Post submitted by Stephen Peters, former Senior National Press Secretary and Spokesperson
Today, HRC celebrated a historic decision by the Supreme Court of India overturning Section 377 of the Indian Penal Code — a British colonial-era law dating back to 1861 that criminalized consensual sexual relations between adults of the same sex.
“This monumental decision by India’s Supreme Court finally ends a deeply discriminatory law that violated the dignity and most fundamental human rights of LGBTQ people in India,” said HRC Global Director Ty Cobb. “We congratulate the plaintiffs in this case and the LGBTQ advocates who worked tirelessly for decades to achieve this tremendous victory. We hope this decision in the world’s largest democracy and second most populous country will set an example and galvanize efforts to overturn similar outdated and degrading laws that remain in 71 other countries.”
“The soul of this nation had been bruised and battered because of this archaic law,” said Harish Iyer, a 2018 HRC Global Innovator and Indian LGBTQ advocate who was involved in the legal challenge to Section 377. “Today, we have reaffirmed our right to our bodies and our right to love. The rainbow flag is proudly hoisted in our hearts and minds as we celebrate this victory.”
In July, the Supreme Court of India held four days of hearings on six cases involving Section 377. While previous governments had argued in favor of retaining the harmful law, Prime Minister Narendra Modi’s government announced at the hearings that it would defer to the Supreme Court in deciding whether to decriminalize same-sex relations between consenting adults. Today's verdict comes at the end of almost two decades of legal battles which saw parts of Section 377 criminalizing same-sex conduct overturned by the Delhi High Court in 2009 then reinstated by the Supreme Court in 2013.

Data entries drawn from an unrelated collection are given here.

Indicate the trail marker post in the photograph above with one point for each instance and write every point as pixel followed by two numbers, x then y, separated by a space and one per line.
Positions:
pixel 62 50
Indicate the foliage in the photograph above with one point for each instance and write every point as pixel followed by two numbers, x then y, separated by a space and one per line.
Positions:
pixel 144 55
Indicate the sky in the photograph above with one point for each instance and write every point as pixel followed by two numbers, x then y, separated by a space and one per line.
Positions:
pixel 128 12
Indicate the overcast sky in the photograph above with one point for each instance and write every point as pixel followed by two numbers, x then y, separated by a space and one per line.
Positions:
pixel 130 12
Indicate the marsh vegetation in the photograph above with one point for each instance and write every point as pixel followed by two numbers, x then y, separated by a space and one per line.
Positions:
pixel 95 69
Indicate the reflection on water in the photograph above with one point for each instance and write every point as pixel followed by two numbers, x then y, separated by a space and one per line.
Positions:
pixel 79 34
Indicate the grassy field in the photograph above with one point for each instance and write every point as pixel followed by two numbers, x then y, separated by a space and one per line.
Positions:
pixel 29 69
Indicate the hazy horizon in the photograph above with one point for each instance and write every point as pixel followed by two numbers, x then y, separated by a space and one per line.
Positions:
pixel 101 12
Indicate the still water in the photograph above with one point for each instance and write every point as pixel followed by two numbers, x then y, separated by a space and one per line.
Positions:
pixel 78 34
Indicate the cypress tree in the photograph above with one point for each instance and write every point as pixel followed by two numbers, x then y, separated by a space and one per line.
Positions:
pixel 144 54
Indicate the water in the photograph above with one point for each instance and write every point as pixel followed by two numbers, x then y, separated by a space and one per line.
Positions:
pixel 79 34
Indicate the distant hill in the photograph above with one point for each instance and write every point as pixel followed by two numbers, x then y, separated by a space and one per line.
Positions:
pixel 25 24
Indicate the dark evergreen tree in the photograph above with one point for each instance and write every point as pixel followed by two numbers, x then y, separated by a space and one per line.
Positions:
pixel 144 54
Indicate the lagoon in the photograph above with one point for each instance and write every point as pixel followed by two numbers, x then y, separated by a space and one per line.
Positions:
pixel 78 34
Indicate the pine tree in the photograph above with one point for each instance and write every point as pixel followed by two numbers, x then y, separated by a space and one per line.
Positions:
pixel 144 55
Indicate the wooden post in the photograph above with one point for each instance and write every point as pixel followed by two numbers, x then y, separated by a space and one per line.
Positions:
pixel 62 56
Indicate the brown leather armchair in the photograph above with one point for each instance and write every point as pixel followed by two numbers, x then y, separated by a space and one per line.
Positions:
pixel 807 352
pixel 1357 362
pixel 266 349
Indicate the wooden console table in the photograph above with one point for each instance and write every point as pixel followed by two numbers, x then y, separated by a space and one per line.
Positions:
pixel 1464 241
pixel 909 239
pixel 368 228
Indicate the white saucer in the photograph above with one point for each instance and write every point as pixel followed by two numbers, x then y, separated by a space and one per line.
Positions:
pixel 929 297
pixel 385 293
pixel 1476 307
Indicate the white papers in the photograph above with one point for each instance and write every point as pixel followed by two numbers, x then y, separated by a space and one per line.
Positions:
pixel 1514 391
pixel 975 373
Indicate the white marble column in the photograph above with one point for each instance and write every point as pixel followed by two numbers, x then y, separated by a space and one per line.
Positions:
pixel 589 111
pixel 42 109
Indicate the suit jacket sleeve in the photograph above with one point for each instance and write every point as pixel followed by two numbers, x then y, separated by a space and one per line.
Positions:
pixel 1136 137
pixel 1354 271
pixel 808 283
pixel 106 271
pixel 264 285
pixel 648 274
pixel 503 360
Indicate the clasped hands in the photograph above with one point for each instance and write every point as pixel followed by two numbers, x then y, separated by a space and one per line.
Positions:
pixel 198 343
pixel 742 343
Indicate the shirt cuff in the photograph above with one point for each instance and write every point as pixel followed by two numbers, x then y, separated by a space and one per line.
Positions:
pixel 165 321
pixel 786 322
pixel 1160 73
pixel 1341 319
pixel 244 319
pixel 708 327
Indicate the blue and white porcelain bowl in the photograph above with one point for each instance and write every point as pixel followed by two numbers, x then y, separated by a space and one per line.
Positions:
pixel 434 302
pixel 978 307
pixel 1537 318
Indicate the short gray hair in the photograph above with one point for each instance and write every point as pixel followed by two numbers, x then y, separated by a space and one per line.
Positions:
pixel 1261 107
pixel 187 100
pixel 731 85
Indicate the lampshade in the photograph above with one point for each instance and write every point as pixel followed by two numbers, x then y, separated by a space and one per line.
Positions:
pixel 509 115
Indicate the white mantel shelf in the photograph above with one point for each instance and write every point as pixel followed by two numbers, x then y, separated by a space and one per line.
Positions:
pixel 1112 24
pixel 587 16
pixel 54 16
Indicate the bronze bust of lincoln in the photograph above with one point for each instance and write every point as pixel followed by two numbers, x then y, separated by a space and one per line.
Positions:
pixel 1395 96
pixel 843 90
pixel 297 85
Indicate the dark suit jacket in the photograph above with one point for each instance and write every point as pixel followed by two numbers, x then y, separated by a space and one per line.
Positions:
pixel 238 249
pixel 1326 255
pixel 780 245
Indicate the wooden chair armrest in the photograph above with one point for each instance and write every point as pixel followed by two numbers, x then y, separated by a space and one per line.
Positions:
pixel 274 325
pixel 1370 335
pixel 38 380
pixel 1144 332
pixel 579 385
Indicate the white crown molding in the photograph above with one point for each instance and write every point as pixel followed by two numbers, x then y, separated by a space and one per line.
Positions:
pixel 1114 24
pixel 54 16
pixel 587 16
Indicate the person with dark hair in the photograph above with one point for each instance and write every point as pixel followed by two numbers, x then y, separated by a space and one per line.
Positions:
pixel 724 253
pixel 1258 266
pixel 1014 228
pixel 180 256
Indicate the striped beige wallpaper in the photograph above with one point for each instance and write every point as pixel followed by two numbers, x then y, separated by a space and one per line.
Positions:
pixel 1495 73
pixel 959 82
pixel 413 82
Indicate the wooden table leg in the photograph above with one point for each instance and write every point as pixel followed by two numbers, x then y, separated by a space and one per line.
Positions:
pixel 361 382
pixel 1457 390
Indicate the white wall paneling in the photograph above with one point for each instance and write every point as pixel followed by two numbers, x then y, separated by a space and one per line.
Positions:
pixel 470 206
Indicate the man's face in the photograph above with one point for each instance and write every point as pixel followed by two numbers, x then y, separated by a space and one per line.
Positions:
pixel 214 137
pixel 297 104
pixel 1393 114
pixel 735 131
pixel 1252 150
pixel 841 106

With a population of more than 1.3 billion, India is the world’s largest democracy and was the most populous of 72 countries that criminalize same-sex relations. In up to 10 countries, same-sex relations may be punishable by death. The Indian Supreme Court’s decision could significantly influence upcoming court cases and galvanize decriminalization efforts in other British Commonwealth countries — including in neighboring countries Sri Lanka, Myanmar, Malaysia and Singapore.